这种格式怎么解，有木有现成的库？

Map(2000ZY -> , 602001 -> 31, 202002 -> , 20200I -> 302000, 20200D -> 302000, 602008 -> 0, 20200E -> 16, 202006 -> , 20200j -> 20200j, 20200m -> , 602002 -> 0, 20200a -> , 20200J -> 302000, 20200F -> 302001, 20200n -> 302000, 202007 -> 202007, 202001 -> 202001, 20200l -> 20200l, 602007 -> 0, 202004 -> , 602003 -> 0, 202008 -> , 20200o -> 302000, 2000ZX -> , 20200G -> 0, 20200k -> , 2000ZZ -> , 602004 -> 302000, 202009 -> 202009, 202003 -> 202003, 202005 -> 202005, 20200H -> 302000) ----------------------- 以下是精选回复-----------------------

答:Scala 风格的 Map 写法
答:用 python 怎么解呢，
答:dict(re.findall(r'(\w+)\s*\-\>\s*(\w*)', raw))
答:dict([v.split(' -> ') for v in raw.split(',')])
答:如何将该格式存成 csv ？
答:http://lmgtfy.com/?q=python+csv
答:import csv
import json

fieldnames = ['rq',' 2000ZZ', ' 2000ZX', ' 202007', ' 202006', ' 202005', ' 202004', ' 202003', ' 202002', ' 202001', ' 202009', ' 202008', ' 20200G', ' 20200F', ' 20200E', ' 20200D', 'Map(2000ZY', ' 20200J', ' 20200I', ' 20200H', ' 602008', ' 602003', ' 602002', ' 602001', ' 602007', ' 602004', ' 20200a', ' 20200o', ' 20200n', ' 20200m', ' 20200l', ' 20200k', ' 20200j']
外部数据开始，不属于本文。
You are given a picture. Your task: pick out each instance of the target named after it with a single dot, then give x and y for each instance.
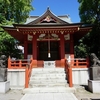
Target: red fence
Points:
(22, 64)
(75, 63)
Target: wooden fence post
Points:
(26, 77)
(9, 62)
(70, 77)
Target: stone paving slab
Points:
(49, 96)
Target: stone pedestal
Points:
(94, 86)
(4, 86)
(94, 73)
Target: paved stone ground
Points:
(81, 94)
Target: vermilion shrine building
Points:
(48, 39)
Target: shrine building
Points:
(48, 39)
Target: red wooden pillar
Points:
(71, 47)
(25, 47)
(72, 60)
(34, 46)
(62, 50)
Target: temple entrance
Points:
(43, 48)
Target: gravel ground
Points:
(82, 93)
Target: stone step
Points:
(46, 78)
(48, 75)
(48, 85)
(49, 81)
(47, 70)
(49, 90)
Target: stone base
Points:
(4, 86)
(94, 86)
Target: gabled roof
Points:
(48, 17)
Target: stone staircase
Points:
(48, 80)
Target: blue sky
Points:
(58, 7)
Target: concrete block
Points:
(4, 86)
(94, 86)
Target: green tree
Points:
(12, 11)
(89, 11)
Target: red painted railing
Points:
(75, 63)
(22, 64)
(19, 63)
(28, 73)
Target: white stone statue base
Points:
(94, 86)
(4, 86)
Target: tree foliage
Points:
(89, 11)
(12, 11)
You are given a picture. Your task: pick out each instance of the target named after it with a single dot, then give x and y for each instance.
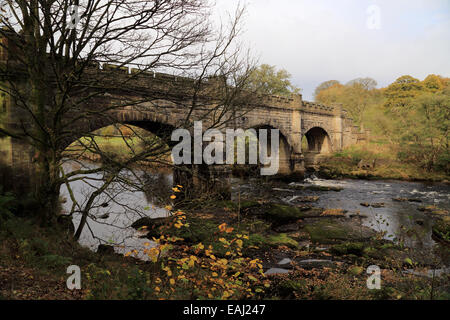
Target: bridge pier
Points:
(197, 180)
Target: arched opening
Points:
(137, 156)
(316, 140)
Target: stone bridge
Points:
(326, 128)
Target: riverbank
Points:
(374, 162)
(305, 252)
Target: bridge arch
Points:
(317, 141)
(284, 151)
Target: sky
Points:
(320, 40)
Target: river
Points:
(401, 221)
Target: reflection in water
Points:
(114, 212)
(120, 207)
(399, 220)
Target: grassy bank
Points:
(387, 165)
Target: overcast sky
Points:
(319, 40)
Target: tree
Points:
(325, 85)
(401, 93)
(331, 94)
(356, 96)
(267, 79)
(365, 83)
(55, 44)
(433, 83)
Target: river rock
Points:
(272, 271)
(316, 264)
(105, 249)
(287, 228)
(285, 261)
(406, 200)
(150, 223)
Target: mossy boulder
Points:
(264, 241)
(441, 230)
(282, 239)
(356, 248)
(235, 206)
(281, 214)
(329, 231)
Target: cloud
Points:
(322, 40)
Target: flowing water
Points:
(114, 213)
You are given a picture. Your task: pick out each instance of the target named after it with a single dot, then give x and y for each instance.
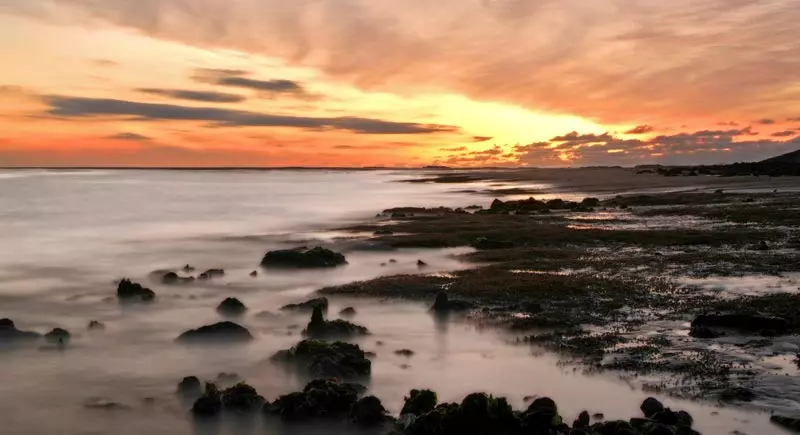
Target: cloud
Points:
(613, 61)
(640, 129)
(239, 79)
(129, 136)
(204, 96)
(78, 107)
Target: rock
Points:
(303, 259)
(369, 411)
(703, 332)
(128, 291)
(408, 353)
(419, 402)
(323, 398)
(58, 336)
(582, 421)
(320, 328)
(326, 360)
(211, 273)
(743, 322)
(483, 243)
(740, 394)
(10, 334)
(231, 307)
(651, 407)
(190, 387)
(348, 312)
(239, 399)
(308, 306)
(787, 422)
(444, 304)
(227, 332)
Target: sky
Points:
(400, 83)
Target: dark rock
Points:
(369, 411)
(787, 422)
(303, 259)
(582, 421)
(651, 407)
(227, 332)
(231, 307)
(58, 336)
(419, 402)
(128, 291)
(743, 322)
(320, 328)
(190, 387)
(444, 304)
(323, 398)
(703, 332)
(408, 353)
(348, 312)
(326, 360)
(483, 243)
(740, 394)
(308, 306)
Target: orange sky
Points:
(397, 82)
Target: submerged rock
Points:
(322, 398)
(308, 306)
(743, 322)
(227, 332)
(95, 325)
(231, 307)
(302, 258)
(419, 402)
(190, 387)
(239, 399)
(10, 334)
(128, 291)
(320, 328)
(444, 304)
(328, 360)
(58, 336)
(348, 312)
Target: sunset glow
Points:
(397, 83)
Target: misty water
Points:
(68, 236)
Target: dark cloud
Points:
(129, 136)
(205, 96)
(75, 107)
(640, 129)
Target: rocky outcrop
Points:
(326, 360)
(9, 333)
(308, 306)
(320, 328)
(222, 332)
(302, 258)
(129, 292)
(231, 307)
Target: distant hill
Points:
(792, 157)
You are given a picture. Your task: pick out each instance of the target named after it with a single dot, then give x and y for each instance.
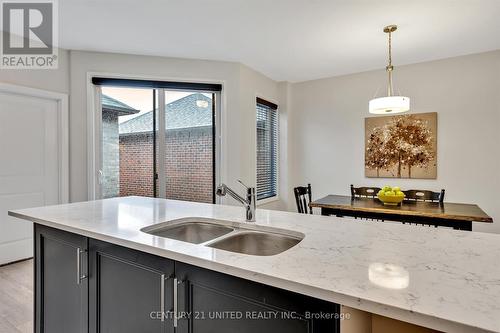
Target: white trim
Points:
(93, 122)
(162, 146)
(278, 152)
(63, 129)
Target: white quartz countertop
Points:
(439, 278)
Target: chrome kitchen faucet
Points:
(249, 202)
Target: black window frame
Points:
(267, 167)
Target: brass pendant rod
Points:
(389, 30)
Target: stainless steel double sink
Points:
(227, 235)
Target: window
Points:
(157, 139)
(267, 149)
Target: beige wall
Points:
(327, 129)
(49, 79)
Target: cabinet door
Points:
(214, 302)
(130, 291)
(61, 288)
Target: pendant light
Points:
(390, 104)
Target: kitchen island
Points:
(436, 278)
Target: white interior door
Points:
(29, 166)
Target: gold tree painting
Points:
(401, 146)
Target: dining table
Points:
(447, 214)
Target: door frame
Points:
(94, 123)
(63, 129)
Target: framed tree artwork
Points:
(403, 146)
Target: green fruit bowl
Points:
(391, 200)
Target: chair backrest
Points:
(364, 192)
(302, 195)
(424, 195)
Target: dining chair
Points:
(364, 192)
(424, 195)
(303, 197)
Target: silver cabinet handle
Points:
(176, 295)
(162, 297)
(79, 276)
(177, 282)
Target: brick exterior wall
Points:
(110, 185)
(136, 164)
(188, 164)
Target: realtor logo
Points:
(29, 34)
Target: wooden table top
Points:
(447, 210)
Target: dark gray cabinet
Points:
(86, 285)
(61, 285)
(130, 291)
(214, 302)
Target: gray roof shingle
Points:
(182, 113)
(111, 104)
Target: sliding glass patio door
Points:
(158, 143)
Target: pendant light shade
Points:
(390, 104)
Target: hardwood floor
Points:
(16, 297)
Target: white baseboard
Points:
(16, 250)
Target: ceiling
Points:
(287, 40)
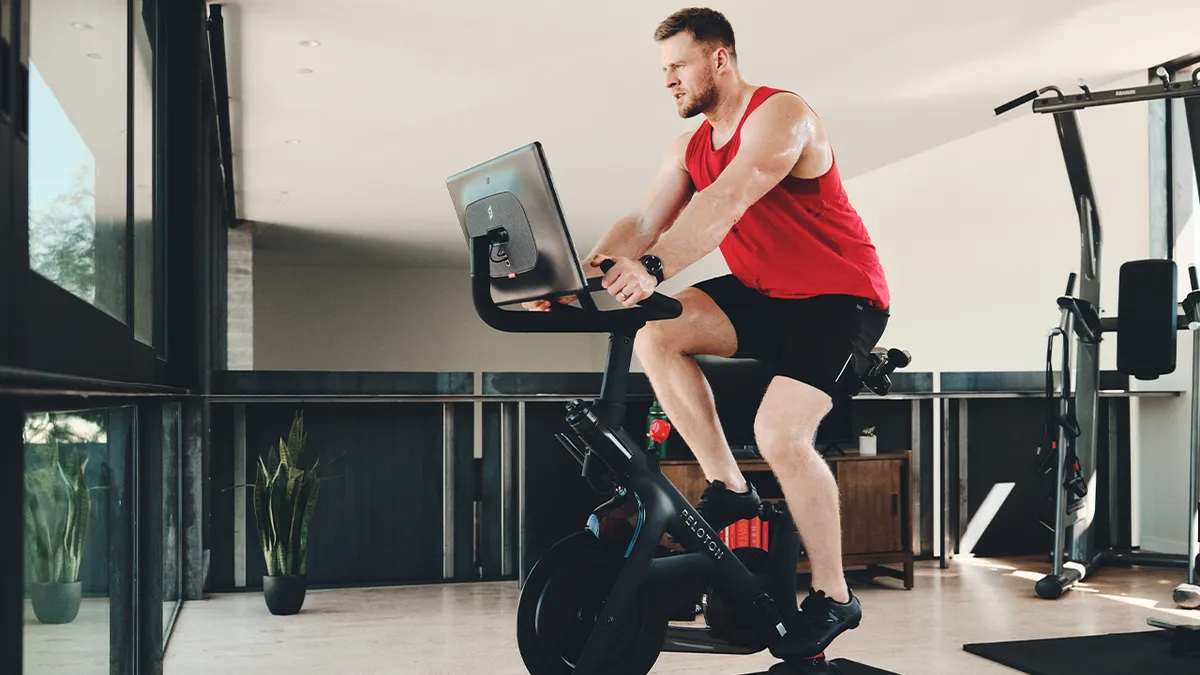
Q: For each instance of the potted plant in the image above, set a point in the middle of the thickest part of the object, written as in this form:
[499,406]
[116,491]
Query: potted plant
[867,442]
[58,506]
[285,499]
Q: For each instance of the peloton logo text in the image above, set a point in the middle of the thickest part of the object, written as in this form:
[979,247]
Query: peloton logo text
[706,538]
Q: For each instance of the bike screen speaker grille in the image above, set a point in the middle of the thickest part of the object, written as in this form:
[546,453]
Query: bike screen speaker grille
[520,254]
[1146,318]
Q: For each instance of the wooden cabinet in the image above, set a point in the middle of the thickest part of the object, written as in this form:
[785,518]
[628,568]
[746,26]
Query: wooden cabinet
[876,507]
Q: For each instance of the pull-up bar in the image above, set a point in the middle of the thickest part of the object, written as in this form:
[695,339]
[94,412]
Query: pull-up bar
[1077,553]
[1062,102]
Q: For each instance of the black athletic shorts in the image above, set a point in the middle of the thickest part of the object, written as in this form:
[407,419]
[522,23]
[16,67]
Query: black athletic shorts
[813,340]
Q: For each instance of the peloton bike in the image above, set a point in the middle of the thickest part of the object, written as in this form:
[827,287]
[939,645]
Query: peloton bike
[600,601]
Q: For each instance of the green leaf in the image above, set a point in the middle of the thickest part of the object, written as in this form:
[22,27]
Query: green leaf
[310,507]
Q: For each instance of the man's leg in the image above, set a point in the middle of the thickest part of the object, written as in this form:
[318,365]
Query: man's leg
[718,320]
[785,430]
[666,350]
[823,335]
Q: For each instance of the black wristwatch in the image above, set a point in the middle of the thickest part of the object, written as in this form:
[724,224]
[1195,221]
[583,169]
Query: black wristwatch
[653,264]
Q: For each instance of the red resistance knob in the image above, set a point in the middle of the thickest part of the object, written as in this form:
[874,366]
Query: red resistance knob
[659,430]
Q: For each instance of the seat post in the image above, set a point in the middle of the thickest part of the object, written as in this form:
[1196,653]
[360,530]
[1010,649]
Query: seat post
[616,378]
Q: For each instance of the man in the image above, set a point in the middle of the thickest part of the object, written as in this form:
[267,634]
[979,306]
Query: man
[807,292]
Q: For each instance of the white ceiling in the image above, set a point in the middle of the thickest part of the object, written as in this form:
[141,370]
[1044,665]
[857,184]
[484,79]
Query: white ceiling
[405,94]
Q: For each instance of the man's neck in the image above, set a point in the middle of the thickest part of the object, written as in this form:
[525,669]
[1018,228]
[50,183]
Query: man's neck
[727,112]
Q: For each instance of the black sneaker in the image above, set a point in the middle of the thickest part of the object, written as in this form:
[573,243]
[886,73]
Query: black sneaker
[720,507]
[819,622]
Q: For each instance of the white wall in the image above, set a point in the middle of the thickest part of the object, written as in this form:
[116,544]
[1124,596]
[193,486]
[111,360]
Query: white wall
[977,237]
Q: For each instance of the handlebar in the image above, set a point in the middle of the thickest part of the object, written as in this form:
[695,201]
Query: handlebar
[562,318]
[658,303]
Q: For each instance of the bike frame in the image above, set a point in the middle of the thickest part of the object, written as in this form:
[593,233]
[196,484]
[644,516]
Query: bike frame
[652,505]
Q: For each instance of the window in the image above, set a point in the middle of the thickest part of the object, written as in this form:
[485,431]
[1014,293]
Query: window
[77,149]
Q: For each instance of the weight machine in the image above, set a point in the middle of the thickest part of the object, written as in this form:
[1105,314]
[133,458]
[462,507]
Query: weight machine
[1146,328]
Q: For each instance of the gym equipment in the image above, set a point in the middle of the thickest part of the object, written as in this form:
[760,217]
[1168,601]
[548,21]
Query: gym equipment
[1174,650]
[1145,345]
[600,601]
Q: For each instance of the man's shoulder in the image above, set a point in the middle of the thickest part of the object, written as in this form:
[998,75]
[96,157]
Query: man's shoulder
[678,148]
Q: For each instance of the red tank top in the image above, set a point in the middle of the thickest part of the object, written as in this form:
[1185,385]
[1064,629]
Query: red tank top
[803,238]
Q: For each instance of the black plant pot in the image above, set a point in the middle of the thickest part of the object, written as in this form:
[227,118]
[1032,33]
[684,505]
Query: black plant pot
[285,595]
[55,603]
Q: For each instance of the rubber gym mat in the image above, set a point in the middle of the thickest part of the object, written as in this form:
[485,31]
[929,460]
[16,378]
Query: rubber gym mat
[1114,653]
[855,668]
[847,667]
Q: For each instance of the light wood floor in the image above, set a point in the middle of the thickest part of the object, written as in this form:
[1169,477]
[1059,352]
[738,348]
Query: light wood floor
[81,647]
[469,628]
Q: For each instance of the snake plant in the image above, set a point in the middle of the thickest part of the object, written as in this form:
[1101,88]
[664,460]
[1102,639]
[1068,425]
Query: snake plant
[285,497]
[58,507]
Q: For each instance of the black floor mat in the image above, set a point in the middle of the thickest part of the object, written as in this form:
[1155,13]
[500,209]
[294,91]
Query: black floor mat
[1115,653]
[855,668]
[850,668]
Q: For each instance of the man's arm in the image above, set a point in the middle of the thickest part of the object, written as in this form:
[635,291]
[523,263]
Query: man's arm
[633,234]
[772,143]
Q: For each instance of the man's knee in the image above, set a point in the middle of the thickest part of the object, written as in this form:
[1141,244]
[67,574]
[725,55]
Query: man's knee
[789,417]
[700,329]
[658,338]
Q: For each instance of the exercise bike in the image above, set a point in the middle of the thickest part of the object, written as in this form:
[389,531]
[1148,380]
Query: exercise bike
[601,599]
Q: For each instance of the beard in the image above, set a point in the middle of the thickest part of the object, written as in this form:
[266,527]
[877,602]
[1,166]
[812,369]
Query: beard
[703,100]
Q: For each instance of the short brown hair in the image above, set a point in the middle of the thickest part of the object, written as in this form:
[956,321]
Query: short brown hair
[703,24]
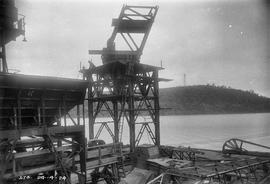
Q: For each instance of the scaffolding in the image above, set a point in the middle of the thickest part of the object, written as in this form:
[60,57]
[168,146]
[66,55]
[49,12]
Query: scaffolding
[122,86]
[37,143]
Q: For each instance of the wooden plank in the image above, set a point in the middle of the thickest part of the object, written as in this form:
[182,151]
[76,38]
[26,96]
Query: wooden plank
[104,161]
[95,153]
[41,131]
[30,171]
[39,152]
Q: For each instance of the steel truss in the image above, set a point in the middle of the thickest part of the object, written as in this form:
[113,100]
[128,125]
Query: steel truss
[126,97]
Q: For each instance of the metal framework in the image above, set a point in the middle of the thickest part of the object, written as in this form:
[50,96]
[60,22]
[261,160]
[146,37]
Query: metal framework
[133,22]
[125,92]
[122,87]
[35,136]
[10,27]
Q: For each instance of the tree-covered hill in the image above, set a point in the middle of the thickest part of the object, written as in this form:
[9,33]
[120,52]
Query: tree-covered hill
[210,99]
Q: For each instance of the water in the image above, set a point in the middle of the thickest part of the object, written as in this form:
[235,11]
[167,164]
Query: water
[205,131]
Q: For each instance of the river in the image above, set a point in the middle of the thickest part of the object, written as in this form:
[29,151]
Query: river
[206,131]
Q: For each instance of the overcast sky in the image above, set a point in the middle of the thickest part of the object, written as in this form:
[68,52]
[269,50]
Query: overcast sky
[222,42]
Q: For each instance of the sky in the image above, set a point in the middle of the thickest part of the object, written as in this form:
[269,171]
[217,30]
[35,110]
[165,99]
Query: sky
[221,42]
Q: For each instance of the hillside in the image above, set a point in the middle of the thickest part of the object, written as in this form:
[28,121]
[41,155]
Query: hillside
[209,99]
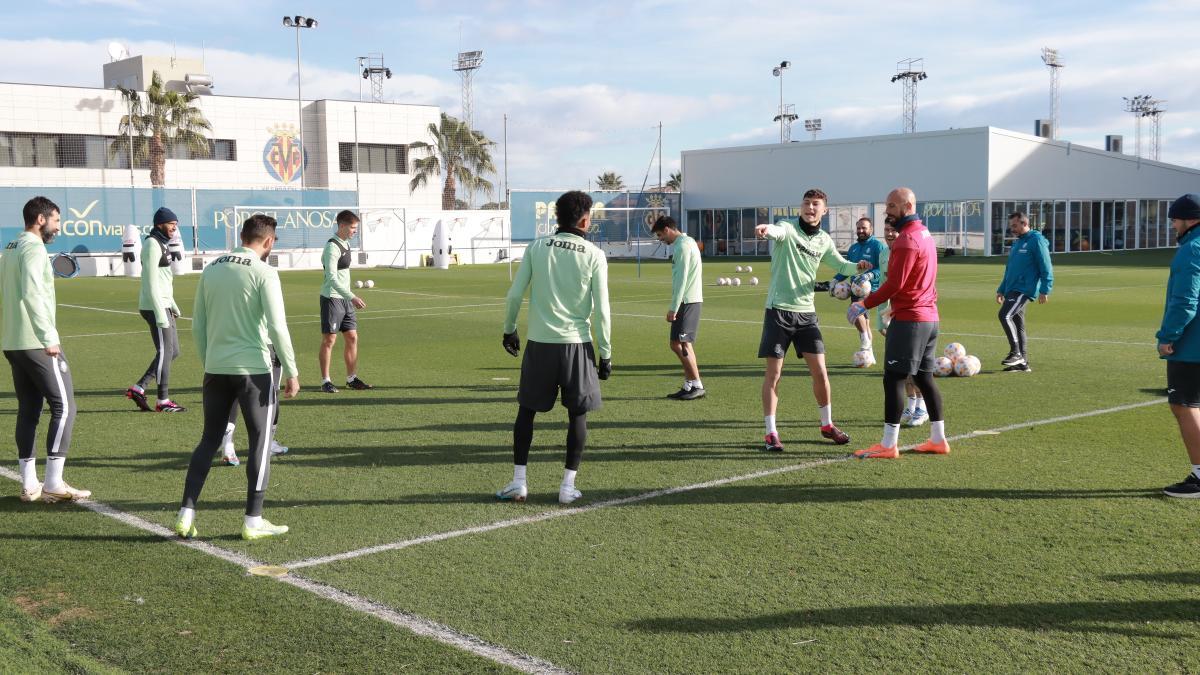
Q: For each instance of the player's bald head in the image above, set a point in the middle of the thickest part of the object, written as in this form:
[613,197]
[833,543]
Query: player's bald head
[901,202]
csv_file = open('0007A8A74A3A.csv', 'wb')
writer = csv.DictWriter(csv_file,fieldnames=fieldnames)

writer.writeheader()

with open("0007A8A74A3A.tsv") as tsv:
for line in csv.reader(tsv, dialect="excel-tab"):

res = dict([v.split(' -> ') for v in line[5].split(',')])

rq = {'rq':line[1]}
res.update(rq)
writer.writerow(res)
答:这种都是练手级别的习题啊，直接拿来当面试题就好了。